What Is Security Orchestration, Automation, and Response (SOAR)?
Security Orchestration, Automation, and Response (SOAR) refers to a system of integrated, compatible software solutions that allows an organization to automate cybersecurity data collection and incident response, improving the efficiency of its security operations in the process.
In many ways, SOAR represents an evolution of Security Information and Event Management (SIEM). It incorporates event logs and data from third-party sources, including external threat intelligence, endpoint security solutions, vulnerability scanners, behavioral analytics, and intrusion detection. It also leverages analytics to provide security teams with defined investigation paths alongside curated alerts, allowing for a more efficient and fine-tuned response to cyber incidents.
Components of SOAR
1. Security Orchestration
2. Security Automation
Security automation is where SOAR truly sets itself apart. Typically, ingesting and analyzing the immense volume of data generated by security orchestration would require extensive manual analysis. However, by leveraging artificial intelligence and machine learning, a SOAR solution takes the bulk of that work out of human hands.

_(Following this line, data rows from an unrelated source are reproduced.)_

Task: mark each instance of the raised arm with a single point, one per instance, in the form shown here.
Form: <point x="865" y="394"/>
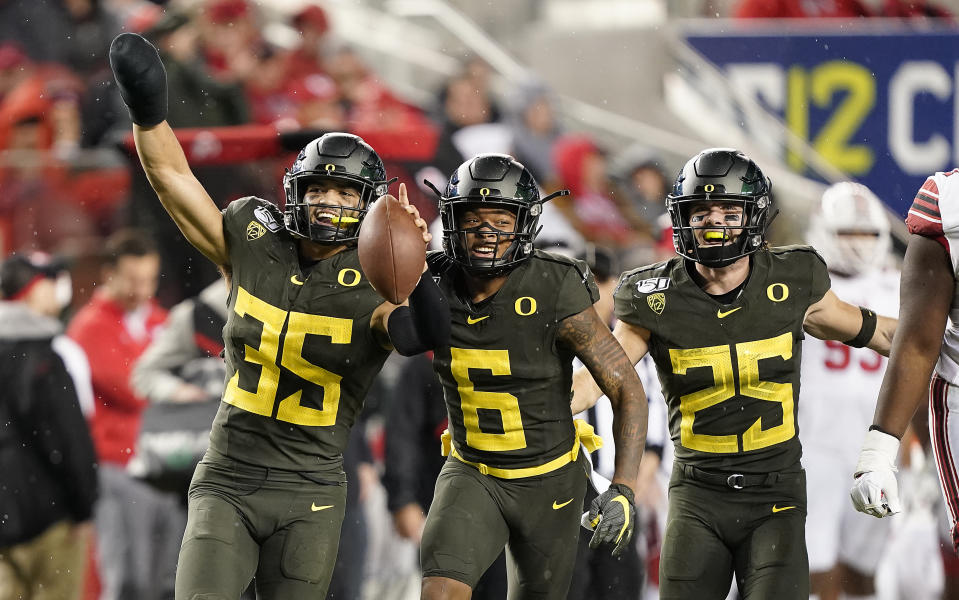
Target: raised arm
<point x="631" y="339"/>
<point x="834" y="319"/>
<point x="142" y="81"/>
<point x="926" y="289"/>
<point x="613" y="513"/>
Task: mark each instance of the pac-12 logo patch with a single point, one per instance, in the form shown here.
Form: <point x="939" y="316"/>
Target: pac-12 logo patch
<point x="254" y="231"/>
<point x="657" y="302"/>
<point x="266" y="217"/>
<point x="656" y="284"/>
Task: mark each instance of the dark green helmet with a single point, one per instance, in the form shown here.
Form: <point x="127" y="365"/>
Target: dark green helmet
<point x="720" y="174"/>
<point x="342" y="157"/>
<point x="491" y="181"/>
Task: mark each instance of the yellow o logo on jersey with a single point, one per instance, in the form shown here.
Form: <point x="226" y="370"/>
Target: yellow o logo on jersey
<point x="518" y="305"/>
<point x="343" y="274"/>
<point x="783" y="292"/>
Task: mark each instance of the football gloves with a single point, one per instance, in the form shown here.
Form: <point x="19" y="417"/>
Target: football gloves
<point x="875" y="491"/>
<point x="141" y="78"/>
<point x="612" y="516"/>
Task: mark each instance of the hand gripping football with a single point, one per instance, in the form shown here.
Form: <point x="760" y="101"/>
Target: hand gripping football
<point x="391" y="249"/>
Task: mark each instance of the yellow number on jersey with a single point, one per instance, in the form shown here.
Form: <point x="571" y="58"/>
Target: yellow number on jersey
<point x="497" y="363"/>
<point x="719" y="358"/>
<point x="300" y="325"/>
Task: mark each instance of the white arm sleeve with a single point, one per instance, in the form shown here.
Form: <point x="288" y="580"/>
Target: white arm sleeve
<point x="75" y="360"/>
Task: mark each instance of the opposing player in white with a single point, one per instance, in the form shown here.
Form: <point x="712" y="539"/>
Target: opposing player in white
<point x="840" y="384"/>
<point x="921" y="345"/>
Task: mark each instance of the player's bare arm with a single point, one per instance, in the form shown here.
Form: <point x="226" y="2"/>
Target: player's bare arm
<point x="633" y="340"/>
<point x="834" y="319"/>
<point x="142" y="81"/>
<point x="925" y="296"/>
<point x="590" y="339"/>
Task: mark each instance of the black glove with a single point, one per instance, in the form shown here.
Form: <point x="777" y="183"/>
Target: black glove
<point x="141" y="78"/>
<point x="612" y="516"/>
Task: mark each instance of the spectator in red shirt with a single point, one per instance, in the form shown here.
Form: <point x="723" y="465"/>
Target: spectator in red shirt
<point x="114" y="328"/>
<point x="307" y="58"/>
<point x="136" y="551"/>
<point x="801" y="9"/>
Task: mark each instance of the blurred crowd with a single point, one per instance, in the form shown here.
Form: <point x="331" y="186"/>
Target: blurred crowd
<point x="143" y="311"/>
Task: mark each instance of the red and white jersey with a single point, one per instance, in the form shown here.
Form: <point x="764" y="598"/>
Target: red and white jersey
<point x="840" y="384"/>
<point x="935" y="214"/>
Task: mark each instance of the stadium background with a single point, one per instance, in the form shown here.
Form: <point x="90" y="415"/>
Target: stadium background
<point x="813" y="101"/>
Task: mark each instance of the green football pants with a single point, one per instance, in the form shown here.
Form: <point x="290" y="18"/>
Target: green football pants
<point x="247" y="522"/>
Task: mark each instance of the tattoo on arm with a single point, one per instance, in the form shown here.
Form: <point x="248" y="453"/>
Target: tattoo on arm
<point x="589" y="338"/>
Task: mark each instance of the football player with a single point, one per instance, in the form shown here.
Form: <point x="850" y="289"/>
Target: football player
<point x="515" y="475"/>
<point x="851" y="232"/>
<point x="923" y="349"/>
<point x="724" y="322"/>
<point x="305" y="336"/>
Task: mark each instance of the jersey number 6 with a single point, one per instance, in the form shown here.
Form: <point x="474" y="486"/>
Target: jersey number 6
<point x="261" y="401"/>
<point x="472" y="400"/>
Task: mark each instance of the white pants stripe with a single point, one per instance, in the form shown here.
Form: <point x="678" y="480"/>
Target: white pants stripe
<point x="944" y="433"/>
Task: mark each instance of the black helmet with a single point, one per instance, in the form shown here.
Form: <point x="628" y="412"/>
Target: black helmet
<point x="491" y="181"/>
<point x="720" y="174"/>
<point x="342" y="157"/>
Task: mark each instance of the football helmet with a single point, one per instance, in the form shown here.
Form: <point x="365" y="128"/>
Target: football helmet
<point x="491" y="181"/>
<point x="344" y="158"/>
<point x="850" y="230"/>
<point x="720" y="174"/>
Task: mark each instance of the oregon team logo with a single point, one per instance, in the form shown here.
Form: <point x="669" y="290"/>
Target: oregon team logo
<point x="777" y="292"/>
<point x="525" y="306"/>
<point x="657" y="302"/>
<point x="264" y="216"/>
<point x="254" y="231"/>
<point x="348" y="277"/>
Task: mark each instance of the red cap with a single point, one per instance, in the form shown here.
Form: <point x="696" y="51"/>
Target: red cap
<point x="227" y="11"/>
<point x="312" y="16"/>
<point x="314" y="86"/>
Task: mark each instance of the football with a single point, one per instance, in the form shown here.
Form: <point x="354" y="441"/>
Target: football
<point x="391" y="249"/>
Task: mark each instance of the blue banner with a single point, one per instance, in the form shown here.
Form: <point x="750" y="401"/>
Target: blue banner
<point x="879" y="106"/>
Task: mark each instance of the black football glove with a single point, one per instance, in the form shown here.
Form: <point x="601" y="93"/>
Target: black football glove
<point x="141" y="78"/>
<point x="612" y="516"/>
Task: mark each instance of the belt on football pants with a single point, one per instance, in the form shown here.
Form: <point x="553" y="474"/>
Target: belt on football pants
<point x="736" y="481"/>
<point x="585" y="435"/>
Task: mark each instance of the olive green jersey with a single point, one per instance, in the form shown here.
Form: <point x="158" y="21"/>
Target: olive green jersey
<point x="730" y="372"/>
<point x="505" y="379"/>
<point x="300" y="353"/>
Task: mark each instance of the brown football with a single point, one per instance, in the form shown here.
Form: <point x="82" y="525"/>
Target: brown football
<point x="391" y="249"/>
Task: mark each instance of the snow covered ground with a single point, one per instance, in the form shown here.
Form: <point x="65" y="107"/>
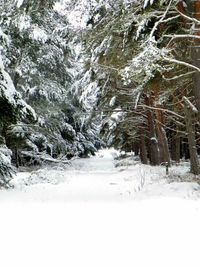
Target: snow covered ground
<point x="93" y="214"/>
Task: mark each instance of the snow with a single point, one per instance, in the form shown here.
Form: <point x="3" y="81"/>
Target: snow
<point x="96" y="214"/>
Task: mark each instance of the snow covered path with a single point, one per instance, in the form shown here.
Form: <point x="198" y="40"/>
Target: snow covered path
<point x="98" y="216"/>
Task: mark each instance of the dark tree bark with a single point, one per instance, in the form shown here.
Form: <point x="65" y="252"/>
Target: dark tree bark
<point x="190" y="128"/>
<point x="154" y="148"/>
<point x="143" y="149"/>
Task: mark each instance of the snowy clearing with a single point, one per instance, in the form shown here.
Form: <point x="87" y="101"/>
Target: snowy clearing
<point x="94" y="214"/>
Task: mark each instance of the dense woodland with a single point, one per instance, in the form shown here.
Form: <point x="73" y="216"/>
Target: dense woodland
<point x="128" y="77"/>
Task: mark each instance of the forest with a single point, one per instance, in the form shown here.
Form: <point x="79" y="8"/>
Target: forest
<point x="77" y="76"/>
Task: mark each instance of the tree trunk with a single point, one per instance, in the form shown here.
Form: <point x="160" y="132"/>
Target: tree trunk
<point x="193" y="10"/>
<point x="143" y="150"/>
<point x="178" y="149"/>
<point x="154" y="149"/>
<point x="189" y="117"/>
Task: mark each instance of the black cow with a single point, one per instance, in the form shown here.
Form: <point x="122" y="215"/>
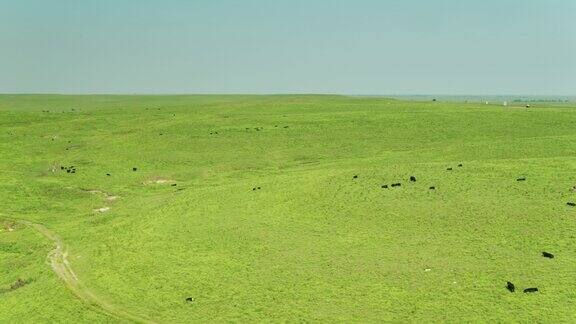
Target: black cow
<point x="510" y="286"/>
<point x="548" y="255"/>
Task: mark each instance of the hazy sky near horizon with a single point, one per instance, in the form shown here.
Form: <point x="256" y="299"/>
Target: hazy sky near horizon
<point x="297" y="46"/>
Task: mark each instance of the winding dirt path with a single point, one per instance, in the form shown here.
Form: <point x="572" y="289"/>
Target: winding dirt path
<point x="58" y="259"/>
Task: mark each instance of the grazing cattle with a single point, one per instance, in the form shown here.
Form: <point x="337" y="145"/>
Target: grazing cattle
<point x="510" y="286"/>
<point x="548" y="255"/>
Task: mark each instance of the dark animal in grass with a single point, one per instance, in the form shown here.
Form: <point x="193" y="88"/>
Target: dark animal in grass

By leveraging playbooks—essentially, collections of predefined processes, responses, and procedures—SOAR can automate many tasks, including log analysis, alert prioritization, user access management, and threat detection.
3. Security Response
Benefits of SOAR
The key benefits of SOAR include the following:
- Faster, more effective incident detection, management, and response
- Better, more accurate threat information
- Reduced complexity and overhead
- Freeing human analysts from manual busywork and low-level threats, allowing them to accomplish more
- Scalability through automation
- Streamlined security operations through standardized playbooks
- Centralized, simplified management of threat data
- Improved collaboration between IT teams
- Easier post-incident information sharing and reporting
- Organization-wide, real-time visibility
SOAR Capabilities
Gartner established the term SOAR in 2015. At the time, it stood for Security Operations, Analytics, and Reporting. The analyst has since updated it to its current definition while also establishing that a SOAR solution must:
Support the remediation of vulnerabilities and provide formalized workflow, reporting, and collaboration capabilities. Incorporate security incident response platforms with capabilities that include vulnerability management, workflows, incident management, case management, audit and logging capabilities, and reporting
Support how an organization plans, manages, tracks, and coordinates its response to security incidents. Incorporate security orchestration and automation, including workflow automation, integrations, playbooks and playbook management, data gathering, log analysis, and account lifecycle management
Support the automation and orchestration of workflows, processes, policy execution, and reporting. Incorporate threat intelligence platforms, which include aggregation, analysis, distribution, visualization, and context enrichment
SOAR Use Cases
The potential use cases for SOAR are vast. Because SOAR solutions typically integrate a wide selection of different platforms, so they can feasibly accomplish anything those tools could. With that said, there are a few use cases relatively unique to SOAR worth mentioning:
- Coordinating threat intelligence across a sprawling threat landscape
- Streamlining case management
- Vulnerability management, detection, and mitigation
- Automated risk management and remediation
- Proactive threat hunting
- Coordinating and prioritizing alerts
- Certificate management
- Advanced malware detection and analysis
SOAR is, in many ways, an evolution of SIEM, and the two share a great deal in common. Both are designed to collect and aggregate data from multiple sources, and both aim to enable a more effective, streamlined incident response process. Some people have even started using the two terms interchangeably.
Muddying the water even further is the fact that some vendors have begun to incorporate SOAR-like capabilities into their solutions. This is not strictly isolated to SIEM vendors, either. Multiple security solutions, including Endpoint Detection and Response (EDR) and Extended Detection and Response (XDR), are embracing SOAR.
Despite these trends, it’s important to understand how SIEM and SOAR differ from one another—because they do, and in some critically important ways.
First and foremost is the scope of collected data. While a SIEM solution will gather intelligence from various internal sources, SOAR tools take things a step further. They incorporate multiple external and third-party sources and typically feature more real-time information in their data gathering.